A growing economy needs access to capital and in Zimbabwe the savings rate is low, so capital is scarce and thus expensive, and even when money is raised there are the problems with the balance of payments which makes using local capital to buy foreign equipment or raw materials difficult.
The low savings rate is a matter of concern to the authorities and to even the most vaguely orthodox economists. Most Zimbabweans on regular incomes carry consumer debt, preferring to borrow to buy everything from couches through clothes to mobile phones on credit rather than save up and pay the usually lower cash prices.
While this has always been a trend in this country it became entrenched with the hyperinflation era. Zimbabweans who were regular savers saw their savings effectively vanish, a year’s salary when saved, for example, turning into a small fraction of a US cent. Obviously there are very few Zimbabweans who want to even think about long-term savings; even the younger people who entered employment after dollarization have childhood memories. We are now using the US dollar in practice but no one has certainty.
The second set of adverse memories is over security of savings. We all remember banks closing and depositors being left high and dry. Some of these banks are still being liquidated and while deposits are now insured, the level of insurance is little more than the last salary payment, adequate to allow people to buy food and pay rent but not enough to cover high savings levels. We agree that the surviving banks are now safe but bad memories still make people uneasy.

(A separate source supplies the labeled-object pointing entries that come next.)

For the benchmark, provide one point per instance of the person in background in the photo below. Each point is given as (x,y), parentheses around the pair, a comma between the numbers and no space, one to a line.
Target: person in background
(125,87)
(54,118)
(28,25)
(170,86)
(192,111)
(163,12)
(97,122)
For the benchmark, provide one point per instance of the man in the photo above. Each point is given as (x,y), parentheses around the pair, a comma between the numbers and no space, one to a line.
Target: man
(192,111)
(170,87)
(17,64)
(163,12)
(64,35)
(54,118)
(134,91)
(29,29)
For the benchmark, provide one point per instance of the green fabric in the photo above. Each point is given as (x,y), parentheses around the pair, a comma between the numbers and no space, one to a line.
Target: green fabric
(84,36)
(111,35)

Finally there is the debate on disposable incomes. Many feel these have declined, yet the problem is more likely to be greater demands on income. Twenty years ago many middle income families were worried about bus fares, finding coins to use a phone box, had good medical aid at low cost with access to low-levy Government schools and cheap State health care.
Thanks to the influx of affordable second-hand cars these same families worry about petrol prices and repairs; smart phones start off at around $100 and are already ubiquitous in urban areas, but absorb cash for airtime; most middle income families have a home computer; and medical and education costs have risen sharply in Zimbabwe as indeed they have done in many parts of the world, simply because there is more on offer.

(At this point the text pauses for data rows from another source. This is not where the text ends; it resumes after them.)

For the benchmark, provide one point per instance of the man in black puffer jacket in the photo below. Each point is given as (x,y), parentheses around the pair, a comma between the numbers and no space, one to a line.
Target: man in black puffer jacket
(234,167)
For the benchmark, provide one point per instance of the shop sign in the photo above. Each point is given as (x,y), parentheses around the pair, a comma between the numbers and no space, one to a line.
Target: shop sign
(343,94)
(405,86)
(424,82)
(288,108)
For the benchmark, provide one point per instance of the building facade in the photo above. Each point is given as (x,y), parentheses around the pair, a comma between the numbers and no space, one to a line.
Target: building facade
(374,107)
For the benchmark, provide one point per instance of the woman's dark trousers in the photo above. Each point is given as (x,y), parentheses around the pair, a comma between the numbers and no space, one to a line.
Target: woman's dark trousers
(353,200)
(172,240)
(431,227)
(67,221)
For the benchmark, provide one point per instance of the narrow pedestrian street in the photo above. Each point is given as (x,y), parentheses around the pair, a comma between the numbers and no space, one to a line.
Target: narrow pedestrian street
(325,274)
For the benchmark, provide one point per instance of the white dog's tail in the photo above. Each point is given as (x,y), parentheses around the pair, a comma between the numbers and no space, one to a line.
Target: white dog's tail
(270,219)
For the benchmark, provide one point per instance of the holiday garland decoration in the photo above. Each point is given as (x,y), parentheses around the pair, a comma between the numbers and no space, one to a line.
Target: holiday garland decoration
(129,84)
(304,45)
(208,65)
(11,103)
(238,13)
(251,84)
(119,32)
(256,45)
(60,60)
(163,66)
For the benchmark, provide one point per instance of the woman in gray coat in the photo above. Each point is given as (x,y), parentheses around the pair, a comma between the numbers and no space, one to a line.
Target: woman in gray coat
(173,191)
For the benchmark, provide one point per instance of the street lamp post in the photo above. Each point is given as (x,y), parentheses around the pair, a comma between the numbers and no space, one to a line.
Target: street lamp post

To rebuild a savings culture banks and financial institutions are going to have to be creative. They need to offer products that allow people to save for something, to have a stated sum in say one year or even six months. This would help transfer monthly payments from debt redemption to savings.

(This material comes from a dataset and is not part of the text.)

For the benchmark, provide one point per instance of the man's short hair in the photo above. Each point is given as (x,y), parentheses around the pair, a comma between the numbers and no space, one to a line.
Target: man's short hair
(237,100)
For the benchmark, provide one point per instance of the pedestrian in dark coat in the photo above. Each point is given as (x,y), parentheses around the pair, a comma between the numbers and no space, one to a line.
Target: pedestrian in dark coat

Secondly they must offer security. It is all very well for people to try selling bonds and savings deposits but bad memories suggest that these need to be tied to real assets.
So preference shares and debentures might be more sensible than bonds. And even then, for the smaller savers, these need to be bundled into reputable unit trusts that at least spread risk.
In other words those trying to raise capital need to put themselves in the shoes of ordinary Zimbabweans and work out what they want from the capital gatherers and consolidators, rather than simply offer old-fashioned products that few want and many are scared of.
Only when we have proper products that are attractive and secure, will it be possible to try the public relations and start converting Zimbabweans from all-out consumers to at the very least partial savers.
We are unlikely to ever generate the sort of savings cultures that have driven economic development in East Asia, but we can probably develop a culture that will at least drive much of our needed development using our money, rather than foreign money, and will benefit producers and job-creators by bringing down the costs of capital.
But for that to happen banks and finance houses are going to have to return to their core businesses of offering attractive deposit schemes that mobilise savings and then consolidating these and lending them out with a modest mark-up. Relying on income from services as all banks now do is not the way to create a modern economy.